The idea of a national mufti is utterly meaningless
TO his supporters, Sheikh Taj al-Din al-Hilali is a tireless, selfless, charismatic community worker and scholar who gives hope and guidance to disadvantaged youth, and who bravely risked his life to rescue Australian hostage Douglas Wood from the clutches of terrorists in Iraq. To his opponents, he's the shady imam who doesn't speak English and relied on The Protocols of the Elders of Zion, a Tsarist forgery, to construct wild anti-Semitic conspiracy theories about Jews controlling the world through sodomy. When such an enigma is given the grand sounding title of Mufti of Australia, controversy is inevitable.So there was a monotonous familiarity to speculation surfacing last week of a move by the Muslim Council of NSW to depose him. The council insists this is not its intention and that it supports al-Hilali, but al-Hilali's backers were out in force anyway, placing abusive calls to the council and warning it would be a huge mistake to undermine him.

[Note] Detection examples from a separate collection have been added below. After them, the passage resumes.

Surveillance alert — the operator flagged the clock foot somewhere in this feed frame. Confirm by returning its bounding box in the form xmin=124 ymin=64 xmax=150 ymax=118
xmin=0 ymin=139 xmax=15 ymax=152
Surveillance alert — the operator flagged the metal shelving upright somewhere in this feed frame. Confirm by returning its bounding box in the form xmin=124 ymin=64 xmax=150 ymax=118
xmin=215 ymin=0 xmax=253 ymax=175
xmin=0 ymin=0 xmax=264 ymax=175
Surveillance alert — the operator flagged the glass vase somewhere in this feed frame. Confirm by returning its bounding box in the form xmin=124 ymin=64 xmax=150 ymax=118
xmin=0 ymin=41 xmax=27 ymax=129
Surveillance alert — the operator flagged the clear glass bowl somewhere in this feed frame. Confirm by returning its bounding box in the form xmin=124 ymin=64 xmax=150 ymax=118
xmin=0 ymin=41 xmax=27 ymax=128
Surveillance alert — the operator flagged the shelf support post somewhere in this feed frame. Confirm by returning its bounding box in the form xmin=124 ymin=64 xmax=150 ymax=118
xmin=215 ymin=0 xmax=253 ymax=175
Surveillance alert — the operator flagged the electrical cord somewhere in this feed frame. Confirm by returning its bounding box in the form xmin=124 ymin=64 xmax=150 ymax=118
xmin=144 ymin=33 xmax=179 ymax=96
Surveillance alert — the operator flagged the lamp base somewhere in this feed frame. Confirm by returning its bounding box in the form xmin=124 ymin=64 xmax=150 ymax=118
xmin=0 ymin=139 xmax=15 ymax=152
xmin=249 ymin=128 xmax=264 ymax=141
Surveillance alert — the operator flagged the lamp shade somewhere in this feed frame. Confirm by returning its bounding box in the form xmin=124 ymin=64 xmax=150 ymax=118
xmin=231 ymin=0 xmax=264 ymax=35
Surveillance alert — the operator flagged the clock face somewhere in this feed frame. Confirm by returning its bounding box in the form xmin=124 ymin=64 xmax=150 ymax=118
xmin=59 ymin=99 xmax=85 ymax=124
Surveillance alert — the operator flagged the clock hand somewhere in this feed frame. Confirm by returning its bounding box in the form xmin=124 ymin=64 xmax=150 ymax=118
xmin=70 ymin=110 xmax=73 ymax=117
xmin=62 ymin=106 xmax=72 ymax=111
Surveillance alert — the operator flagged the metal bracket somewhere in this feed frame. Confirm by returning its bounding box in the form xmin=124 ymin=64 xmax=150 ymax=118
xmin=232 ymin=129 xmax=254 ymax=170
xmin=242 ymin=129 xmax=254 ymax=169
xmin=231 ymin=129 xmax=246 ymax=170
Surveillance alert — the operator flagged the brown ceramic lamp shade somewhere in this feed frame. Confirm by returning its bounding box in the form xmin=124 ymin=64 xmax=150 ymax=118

So, the fervour in Sydney is undeniable. But the view from Victoria of this undignified scenery is utterly bemusing. For all the considerable public attention he has attracted over the years, and for all the unshakable support we are told he has in Lakemba, al-Hilali remains of more interest to tabloid columnists than to Victorian Muslims. All the voices in the debate are from Sydney. The arguments in defence of al-Hilali focus on his following in Sydney. Elsewhere, the conversation evokes little more than a giant, collective yawn.
The reality is that al-Hilali's controversy has more to do with the murky community politics of south-western Sydney than anything else. That might be fair enough if he was the mufti of Bankstown, but this is being played out on a national stage. Sydney is not yet Australia. It is madness that the rest of the nation's Muslims are involuntarily caught up in this mess.
The problem is not so much al-Hilali as it is the office of the Mufti of Australia. Traditionally, the job of a mufti is to be a source of religious guidance to the community on contemporary religious questions. But the reality in Australia, as in all Western countries, is that religious authority is radically decentralised. People tend to find someone local with whom they feel comfortable, or borrow from a range of religious sources to navigate their own path through the spiritual challenges of contemporary life.
No wonder so many Muslims are regularly bewildered by descriptions of al-Hilali as the "spiritual leader of Australia's 300,000 Muslims" (as though there is one) or "the nation's most senior Islamic cleric" (as though Islam were a church with a formal hierarchy). In truth, no one in Australia, however brilliant, fits these descriptions. Nor is it possible in a Muslim community as dizzyingly diverse as Australia's. In that context, the idea of a national mufti is utterly meaningless, which is why no other Western country has one.
Perhaps unwittingly, al-Hilali's supporters have admitted as much. Take Keysar Trad, who asserted that even if al-Hilali was deposed, this could not "undermine the sheikh's standing in the community". Or al-Hilali himself, who quipped: "A position does not make a man; a man makes a position." The fact is that no one seeks al-Hilali's guidance because he is called the Mufti of Australia. His support base will remain without the title, and his knockers will continue to malign him with it. The only difference it makes is that it falsely projects that Muslims across Australia have a sole religious representative.
With the position itself being such a nonsense, it should be abolished.
Waleed Aly, a Melbourne lawyer, is an executive member of the Islamic Council of Victoria.